De bijna 300 miljoen euro bijkomende middelen worden voor 95,5% onder de gemeenten verdeeld op basis van de verdeling van het Gemeentefonds 2021 en voor 4% volgens de toewijzing van het Openruimtefonds in 2022. Het saldo (0,5%) gaat naar de Vlaamse Gemeenschapscommissie in Brussel. De VVSG veronderstelt dat deze middelen eenmalig zijn en niet meetellen als basis om de groei van het Gemeentefonds met 3,5% in het volgende jaar te berekenen.
In 2021 steeg het Gemeentefonds nominaal met 3,50% tegenover 2020. Rekening houdend met de inflatie die eind 2021 op 5,71% uitkwam, ging het echter om een reële daling met 2,09%. Voor december 2022 verwacht het Planbureau een inflatie van 9,34%, waardoor de koopkracht van het Gemeentefonds dit jaar nog eens 5,34% lager zou uitkomen.
De eerste extra Vlaamse middelen komen er in 2023 aan.

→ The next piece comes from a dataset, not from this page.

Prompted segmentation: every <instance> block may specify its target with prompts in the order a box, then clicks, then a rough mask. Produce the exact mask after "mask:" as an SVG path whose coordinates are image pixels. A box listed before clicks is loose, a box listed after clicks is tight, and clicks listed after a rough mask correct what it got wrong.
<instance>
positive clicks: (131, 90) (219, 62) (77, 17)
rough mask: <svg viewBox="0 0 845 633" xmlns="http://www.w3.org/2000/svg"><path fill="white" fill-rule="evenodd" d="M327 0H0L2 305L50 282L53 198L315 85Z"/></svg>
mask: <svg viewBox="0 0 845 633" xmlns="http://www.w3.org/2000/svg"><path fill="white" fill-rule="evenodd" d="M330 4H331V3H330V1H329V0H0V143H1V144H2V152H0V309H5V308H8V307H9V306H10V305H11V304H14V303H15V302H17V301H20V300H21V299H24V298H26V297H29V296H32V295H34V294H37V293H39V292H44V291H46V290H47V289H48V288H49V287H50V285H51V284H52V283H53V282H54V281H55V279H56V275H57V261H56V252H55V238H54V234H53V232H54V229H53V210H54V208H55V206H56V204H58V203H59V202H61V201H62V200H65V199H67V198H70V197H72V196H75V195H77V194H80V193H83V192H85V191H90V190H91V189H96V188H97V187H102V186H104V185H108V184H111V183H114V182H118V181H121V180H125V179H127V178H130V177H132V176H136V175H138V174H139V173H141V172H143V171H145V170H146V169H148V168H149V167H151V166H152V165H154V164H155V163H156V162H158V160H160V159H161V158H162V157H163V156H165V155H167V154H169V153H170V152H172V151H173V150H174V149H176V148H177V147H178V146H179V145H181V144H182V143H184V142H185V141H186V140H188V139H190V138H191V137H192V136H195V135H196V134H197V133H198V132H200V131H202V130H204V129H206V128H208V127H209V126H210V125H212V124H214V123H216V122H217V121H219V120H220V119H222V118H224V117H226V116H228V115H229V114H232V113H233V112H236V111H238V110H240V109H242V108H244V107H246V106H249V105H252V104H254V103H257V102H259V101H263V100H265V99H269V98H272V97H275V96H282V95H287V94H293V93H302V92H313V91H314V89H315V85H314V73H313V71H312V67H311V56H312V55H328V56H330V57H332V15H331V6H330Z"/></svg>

Samen met de reguliere groei van het Gemeentefonds met 3,5% leidt dit tot een nominale stijging met 6,02%. Na aftrek van de inflatie (die het Planbureau op 4,24% raamt), betekent dit dat het Gemeentefonds er volgend jaar reëel met 1,70% op vooruit zou gaan. In 2024 en 2025 zou het Gemeentefonds inclusief de beloofde 100 en 125 miljoen euro en bij een veronderstelde inflatie van telkens 2% in koopkracht met respectievelijk 2,16 en 2,11% toenemen. Omdat er vanaf 2026 geen extra middelen meer zijn en het Gemeentefonds terugvalt op de normale groei met 3,5%, zou er dat jaar opnieuw sprake zijn van een reële daling met 2,23%.
Het saldo van al deze bewegingen is een Gemeentefonds met een koopkracht die in 2026 nog steeds maar 96,1% van die van 2020 zou bedragen, of een reëel verlies van bijna 4%. De Vlaamse budgettaire inspanning is zeer welkom voor de lokale besturen, maar onvoldoende om de zware koopkrachterosie van het Gemeentefonds te compenseren. De VVSG had gevraagd de groei van het Gemeentefonds op te trekken tot het niveau van de inflatie, zo lang die hoger ligt dan 3,50%. Dat was budgettair blijkbaar te hoog gegrepen.